Darrel Robinson of the 4-H Livestock Council was kind enough to give me some advice about the action for first timers. 4-H kids will be showing their animals all week (see schedule here) through Wednesday, and will rated for both the quality of their animals and for showmanship (their knowledge of and handling of their animal). Wednesday evening , the eve of the auction, is a good time to walk the barns and talk with the kids about their animals. Registration for the auction is at 8 am on Thursday morning; the auction starts at 9 am. The auction proceeds one specie at a time, beginning with swine. The lineup looks something like this:
Meat Chickens
Production Chickens (layers)
Dairy Feeders
Jr. Beef
There is a free appreciation luncheon for all registered buyers at noon on auction day. Registered buyers also get free fair admission on auction day. Buyers are also publicly thanked in fair and newspaper advertising. If you are interested in bidding on an animal but can't be there for the auction, you may complete a "proxy card" which authorizes 4-H Livestock Council to bid on your behalf. Call 228-6562 to get a buyer's pass or a proxy card.

After the auction, you may choose from five different local processors, who will slaughter, butcher, vacuum pack, and freeze your meat to your specifications. The processors will have their services and prices posted at the auction. Smoking and other specialty processing is available. 4-H will transport your animal to the processor at the close of the fair. (If you wish to take your animals home instead of to a processor, this is allowed.)

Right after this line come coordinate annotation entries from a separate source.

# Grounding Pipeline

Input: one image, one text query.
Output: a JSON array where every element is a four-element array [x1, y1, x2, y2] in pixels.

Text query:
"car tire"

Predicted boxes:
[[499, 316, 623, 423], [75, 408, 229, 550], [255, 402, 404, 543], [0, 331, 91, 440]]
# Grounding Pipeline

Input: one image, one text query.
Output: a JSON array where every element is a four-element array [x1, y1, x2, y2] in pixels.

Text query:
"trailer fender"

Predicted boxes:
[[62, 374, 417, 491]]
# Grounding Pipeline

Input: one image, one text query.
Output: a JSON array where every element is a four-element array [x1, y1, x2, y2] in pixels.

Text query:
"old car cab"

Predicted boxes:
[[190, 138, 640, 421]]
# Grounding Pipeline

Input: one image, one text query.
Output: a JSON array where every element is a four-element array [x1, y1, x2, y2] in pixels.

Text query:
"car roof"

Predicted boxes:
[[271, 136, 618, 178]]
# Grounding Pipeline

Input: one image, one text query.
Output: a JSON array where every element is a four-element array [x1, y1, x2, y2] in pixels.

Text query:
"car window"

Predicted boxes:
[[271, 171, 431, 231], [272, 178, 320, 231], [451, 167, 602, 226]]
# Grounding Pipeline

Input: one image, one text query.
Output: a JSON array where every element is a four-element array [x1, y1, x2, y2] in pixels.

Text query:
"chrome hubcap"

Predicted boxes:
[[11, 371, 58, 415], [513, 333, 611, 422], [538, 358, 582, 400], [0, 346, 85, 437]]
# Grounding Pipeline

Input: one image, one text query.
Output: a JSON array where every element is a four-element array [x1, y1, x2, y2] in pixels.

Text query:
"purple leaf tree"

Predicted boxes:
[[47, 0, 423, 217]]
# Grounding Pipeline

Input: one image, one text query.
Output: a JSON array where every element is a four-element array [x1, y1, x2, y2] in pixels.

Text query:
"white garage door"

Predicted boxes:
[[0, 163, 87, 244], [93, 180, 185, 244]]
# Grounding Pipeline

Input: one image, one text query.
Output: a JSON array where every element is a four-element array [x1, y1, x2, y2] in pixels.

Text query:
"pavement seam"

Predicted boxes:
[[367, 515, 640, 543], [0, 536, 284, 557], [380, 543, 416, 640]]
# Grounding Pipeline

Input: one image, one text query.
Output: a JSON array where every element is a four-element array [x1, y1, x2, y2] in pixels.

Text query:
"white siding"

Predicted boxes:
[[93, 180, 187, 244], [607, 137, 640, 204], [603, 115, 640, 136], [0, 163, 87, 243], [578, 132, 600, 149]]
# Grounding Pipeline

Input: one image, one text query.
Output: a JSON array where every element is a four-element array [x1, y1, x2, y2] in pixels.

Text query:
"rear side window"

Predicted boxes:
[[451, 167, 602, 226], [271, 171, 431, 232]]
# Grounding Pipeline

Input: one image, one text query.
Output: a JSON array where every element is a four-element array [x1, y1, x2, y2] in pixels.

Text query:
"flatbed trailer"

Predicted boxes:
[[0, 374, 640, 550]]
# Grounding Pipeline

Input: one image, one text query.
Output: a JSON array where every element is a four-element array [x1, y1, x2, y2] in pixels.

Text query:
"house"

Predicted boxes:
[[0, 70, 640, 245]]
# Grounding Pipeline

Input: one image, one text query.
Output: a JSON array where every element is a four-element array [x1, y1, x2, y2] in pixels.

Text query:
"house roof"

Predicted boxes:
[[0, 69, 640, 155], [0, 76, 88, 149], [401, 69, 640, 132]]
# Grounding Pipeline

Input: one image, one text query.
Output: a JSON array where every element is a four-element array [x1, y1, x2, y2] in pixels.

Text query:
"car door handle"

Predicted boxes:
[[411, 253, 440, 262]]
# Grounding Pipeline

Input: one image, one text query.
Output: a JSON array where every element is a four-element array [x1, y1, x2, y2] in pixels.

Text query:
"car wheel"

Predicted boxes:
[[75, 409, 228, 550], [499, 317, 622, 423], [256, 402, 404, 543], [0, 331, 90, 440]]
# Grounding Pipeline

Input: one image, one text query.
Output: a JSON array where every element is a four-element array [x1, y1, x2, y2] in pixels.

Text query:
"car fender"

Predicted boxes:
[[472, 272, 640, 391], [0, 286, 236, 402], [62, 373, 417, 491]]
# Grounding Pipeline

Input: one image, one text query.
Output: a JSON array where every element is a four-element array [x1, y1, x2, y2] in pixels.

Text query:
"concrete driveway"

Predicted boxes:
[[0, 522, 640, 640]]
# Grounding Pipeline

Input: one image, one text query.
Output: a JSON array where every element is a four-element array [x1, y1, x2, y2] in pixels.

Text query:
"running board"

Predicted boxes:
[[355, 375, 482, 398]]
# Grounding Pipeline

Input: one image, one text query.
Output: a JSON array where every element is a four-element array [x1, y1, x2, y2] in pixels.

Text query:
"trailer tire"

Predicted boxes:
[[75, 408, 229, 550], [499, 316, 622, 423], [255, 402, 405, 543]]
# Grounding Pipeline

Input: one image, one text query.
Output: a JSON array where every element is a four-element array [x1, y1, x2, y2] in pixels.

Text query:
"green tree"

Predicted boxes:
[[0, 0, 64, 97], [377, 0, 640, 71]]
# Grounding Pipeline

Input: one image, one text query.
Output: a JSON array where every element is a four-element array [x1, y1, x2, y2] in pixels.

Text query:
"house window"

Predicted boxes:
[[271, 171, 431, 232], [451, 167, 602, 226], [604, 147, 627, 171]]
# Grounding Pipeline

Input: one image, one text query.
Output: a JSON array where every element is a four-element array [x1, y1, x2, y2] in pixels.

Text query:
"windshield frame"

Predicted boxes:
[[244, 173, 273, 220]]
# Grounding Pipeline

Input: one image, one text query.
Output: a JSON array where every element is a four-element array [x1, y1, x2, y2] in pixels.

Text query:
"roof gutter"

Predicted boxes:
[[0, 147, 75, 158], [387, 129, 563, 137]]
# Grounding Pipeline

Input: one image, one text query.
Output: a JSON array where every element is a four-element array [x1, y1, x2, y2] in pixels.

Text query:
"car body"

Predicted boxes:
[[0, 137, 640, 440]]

Families who have purchased or shared in the purchase of a cow or pig tell me that having a whole animal in the freezer challenges them to find recipes for more than the usual cuts of meat. I've found these recipes in older cookbooks and ethnic cookbooks. Authentic ethnic cooking often requires goat, rabbit or duck, smaller animals perfect for adventuresome cooks with less freezer space.

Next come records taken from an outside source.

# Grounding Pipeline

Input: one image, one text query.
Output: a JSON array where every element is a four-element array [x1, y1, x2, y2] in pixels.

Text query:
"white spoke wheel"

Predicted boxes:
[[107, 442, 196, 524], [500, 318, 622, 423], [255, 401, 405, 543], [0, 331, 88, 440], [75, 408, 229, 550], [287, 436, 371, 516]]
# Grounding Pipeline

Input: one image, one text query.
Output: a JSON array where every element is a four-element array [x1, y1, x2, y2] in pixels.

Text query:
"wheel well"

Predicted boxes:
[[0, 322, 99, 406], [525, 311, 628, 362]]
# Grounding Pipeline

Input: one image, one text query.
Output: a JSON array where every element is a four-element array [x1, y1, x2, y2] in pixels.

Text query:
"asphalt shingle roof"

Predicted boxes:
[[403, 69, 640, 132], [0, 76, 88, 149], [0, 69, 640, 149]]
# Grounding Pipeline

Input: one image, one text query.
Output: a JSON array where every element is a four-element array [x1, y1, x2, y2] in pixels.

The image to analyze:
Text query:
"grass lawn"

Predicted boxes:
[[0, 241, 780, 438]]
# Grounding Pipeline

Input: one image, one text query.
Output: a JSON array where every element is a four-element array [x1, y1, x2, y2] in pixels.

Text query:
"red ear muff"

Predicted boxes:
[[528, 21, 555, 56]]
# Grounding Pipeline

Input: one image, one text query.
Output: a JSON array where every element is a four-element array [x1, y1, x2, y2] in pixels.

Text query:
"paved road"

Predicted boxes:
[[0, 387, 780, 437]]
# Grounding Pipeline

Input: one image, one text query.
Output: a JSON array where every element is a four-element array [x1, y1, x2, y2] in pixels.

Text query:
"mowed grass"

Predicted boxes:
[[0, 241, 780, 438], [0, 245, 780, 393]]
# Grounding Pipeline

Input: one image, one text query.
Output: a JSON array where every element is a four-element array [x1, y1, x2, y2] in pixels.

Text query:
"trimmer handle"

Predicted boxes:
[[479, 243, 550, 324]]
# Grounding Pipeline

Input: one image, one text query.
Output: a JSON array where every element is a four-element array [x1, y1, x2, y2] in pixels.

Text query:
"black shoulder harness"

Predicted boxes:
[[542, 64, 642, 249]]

Buying at the 4-H Livestock Auction is more than just an alternative way to buy food. Last week at the Traverse City Film Fest, I saw Food, Inc. and was inspired to hand out Livestock Auction brochures at the discussion afterward. During the film, the audience murmured and groaned during scenes of animal distress. I was more moved by descriptions of farmers' distress. The cheap meat that we see in the grocery store is made possible by a system that forces farmers to accept higher and higher levels of debt and diminishing levels of actual income. I'm not worried about the future of the factory far. -- the system is unsustainable and will crumble under its own weight -- but I'm worried that as we build more sustainable systems we will face a dearth of young people who know how to actually work with animals. Supporting 4-H through the Livestock Auction is a way to support the next generation of food producers.